The mysterious underground city of Derinkuyu is one of the best examples of ancient architectural precision. Carved directly in the rock, Derinkuyu is one of five inter-connected underground complexes with a total estimated capacity of 100,000 people. The historical region of Cappadocia (Turkey) where Derinkuyu is located, contains several historical underground cities, carved out of a unique geological formation. Many of them were re-used by early Christians as hiding places.
Archaeologists have discovered over 200 underground cities at least two levels deep in the area between Kayseri and Nevsehir, with around 40 of them having at least three levels.
The largest of the Cappadocia underground complexes has 18 levels and is 85 meters (278 feet) deep, with ventilation shafts, fresh flowing water and individually separated living quarters, shops, communal rooms, wells, tombs, arsenals and escape routes. It has the potential to house up to 20,000 people. The whole complex was air conditioned, with 52 air shafts discovered so far, one of which is 55 meters (180 feet) deep. Some wells were not connected with the surface, probably in order to protect the inhabitants from water poisoning during raids.
Massive circular doors
These large circular stone doors could be seen at all the local underground sites.
They were rolled across the passages and sealed the citadels from the inside. At Derinkuyu, each level could also be sealed individually, separating it completely from the other parts of the underground city.
Origin of the underground city
According to the Turkish Department of Culture, Derinkuyu was first built by the Phrygians in the 8th-7th centuries BC, and then was enlarged in the Byzantine era.
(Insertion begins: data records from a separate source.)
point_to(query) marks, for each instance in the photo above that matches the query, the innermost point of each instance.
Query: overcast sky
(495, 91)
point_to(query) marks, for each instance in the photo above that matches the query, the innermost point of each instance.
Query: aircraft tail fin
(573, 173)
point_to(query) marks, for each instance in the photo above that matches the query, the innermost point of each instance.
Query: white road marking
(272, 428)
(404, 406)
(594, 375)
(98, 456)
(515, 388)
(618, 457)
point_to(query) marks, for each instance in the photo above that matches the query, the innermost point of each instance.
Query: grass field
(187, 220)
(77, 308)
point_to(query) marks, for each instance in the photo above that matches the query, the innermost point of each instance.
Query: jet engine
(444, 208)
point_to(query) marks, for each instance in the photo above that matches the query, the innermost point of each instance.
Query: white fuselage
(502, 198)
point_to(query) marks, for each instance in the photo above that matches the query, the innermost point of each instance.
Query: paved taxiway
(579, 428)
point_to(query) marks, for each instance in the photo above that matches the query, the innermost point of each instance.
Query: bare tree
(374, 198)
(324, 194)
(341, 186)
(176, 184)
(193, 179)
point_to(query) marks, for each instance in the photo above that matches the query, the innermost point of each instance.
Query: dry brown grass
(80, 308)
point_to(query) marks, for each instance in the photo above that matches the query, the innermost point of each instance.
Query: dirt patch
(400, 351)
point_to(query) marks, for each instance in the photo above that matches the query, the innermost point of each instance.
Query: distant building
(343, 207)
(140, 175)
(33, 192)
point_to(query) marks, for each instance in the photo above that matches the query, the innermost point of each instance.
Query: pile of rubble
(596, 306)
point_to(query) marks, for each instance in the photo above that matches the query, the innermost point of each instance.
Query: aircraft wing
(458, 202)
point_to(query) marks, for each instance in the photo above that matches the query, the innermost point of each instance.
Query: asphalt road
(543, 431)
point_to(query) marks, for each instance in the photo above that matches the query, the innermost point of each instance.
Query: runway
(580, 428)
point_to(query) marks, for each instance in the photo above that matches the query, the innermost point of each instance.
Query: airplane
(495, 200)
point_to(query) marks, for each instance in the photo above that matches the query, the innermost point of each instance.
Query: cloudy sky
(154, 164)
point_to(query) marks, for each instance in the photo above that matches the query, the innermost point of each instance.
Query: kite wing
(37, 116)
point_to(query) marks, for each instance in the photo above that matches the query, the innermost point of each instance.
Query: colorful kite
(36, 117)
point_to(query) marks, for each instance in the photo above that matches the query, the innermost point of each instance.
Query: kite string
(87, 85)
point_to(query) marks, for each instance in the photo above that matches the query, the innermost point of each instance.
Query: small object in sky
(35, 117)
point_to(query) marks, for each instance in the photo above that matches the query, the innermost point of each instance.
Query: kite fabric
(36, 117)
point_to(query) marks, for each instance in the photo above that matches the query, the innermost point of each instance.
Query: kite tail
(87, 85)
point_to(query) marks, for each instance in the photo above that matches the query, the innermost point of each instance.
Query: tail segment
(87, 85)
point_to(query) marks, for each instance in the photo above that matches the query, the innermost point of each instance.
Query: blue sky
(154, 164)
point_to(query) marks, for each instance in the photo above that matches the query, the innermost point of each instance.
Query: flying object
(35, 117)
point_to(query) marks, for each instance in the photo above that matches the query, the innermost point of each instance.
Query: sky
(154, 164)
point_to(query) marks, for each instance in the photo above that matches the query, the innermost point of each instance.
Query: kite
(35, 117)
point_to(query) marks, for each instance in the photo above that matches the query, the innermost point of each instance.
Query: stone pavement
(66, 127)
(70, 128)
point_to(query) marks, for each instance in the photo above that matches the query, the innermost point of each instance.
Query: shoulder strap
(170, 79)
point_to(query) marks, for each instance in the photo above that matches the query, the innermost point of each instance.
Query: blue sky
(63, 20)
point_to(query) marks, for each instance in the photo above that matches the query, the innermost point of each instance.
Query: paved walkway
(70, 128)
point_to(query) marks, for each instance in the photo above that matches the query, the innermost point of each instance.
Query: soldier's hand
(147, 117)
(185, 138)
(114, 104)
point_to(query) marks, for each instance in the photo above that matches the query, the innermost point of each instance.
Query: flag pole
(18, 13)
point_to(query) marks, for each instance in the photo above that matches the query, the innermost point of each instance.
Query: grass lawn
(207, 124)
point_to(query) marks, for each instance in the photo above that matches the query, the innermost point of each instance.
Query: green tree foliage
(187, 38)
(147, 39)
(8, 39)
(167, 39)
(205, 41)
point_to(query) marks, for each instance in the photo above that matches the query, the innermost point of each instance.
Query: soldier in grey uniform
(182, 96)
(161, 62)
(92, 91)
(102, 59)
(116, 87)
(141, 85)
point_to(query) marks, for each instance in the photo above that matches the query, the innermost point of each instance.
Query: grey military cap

The oldest written source about those underground cities is the „Anabasis“ by Xenophon (circa 431 – 355 BC). He writes that the people living in Anatolia had excavated their houses underground, living well in accommodations large enough for the family, domestic animals, and supplies of stored food.
Alternatively, the underground cities in Turkey were believed to have been constructed at around 1,400 BC by the Hittites. This could be confirmed by archaeological finds, but the exact date remains unknown.
In origin, the cities are thought to date back to Hittite times at least 1900–1200 BC. Hittite-style seals have been found during excavations and other Hittite remains, such as a lion statue, have turned up in the area. It is possible that the underground rooms were used as shelters during the attacks of 1,200 BC, when the Hittite Empire was destroyed by invaders from Thrace.
Later the complexes were enlarged by other civilizations, and the presence of missionary schools, churches and wine cellars would seem to indicate that they were used by Christian communities. No matter who and when built those underground cities, they are considered one of the best examples of ancient engineering thought.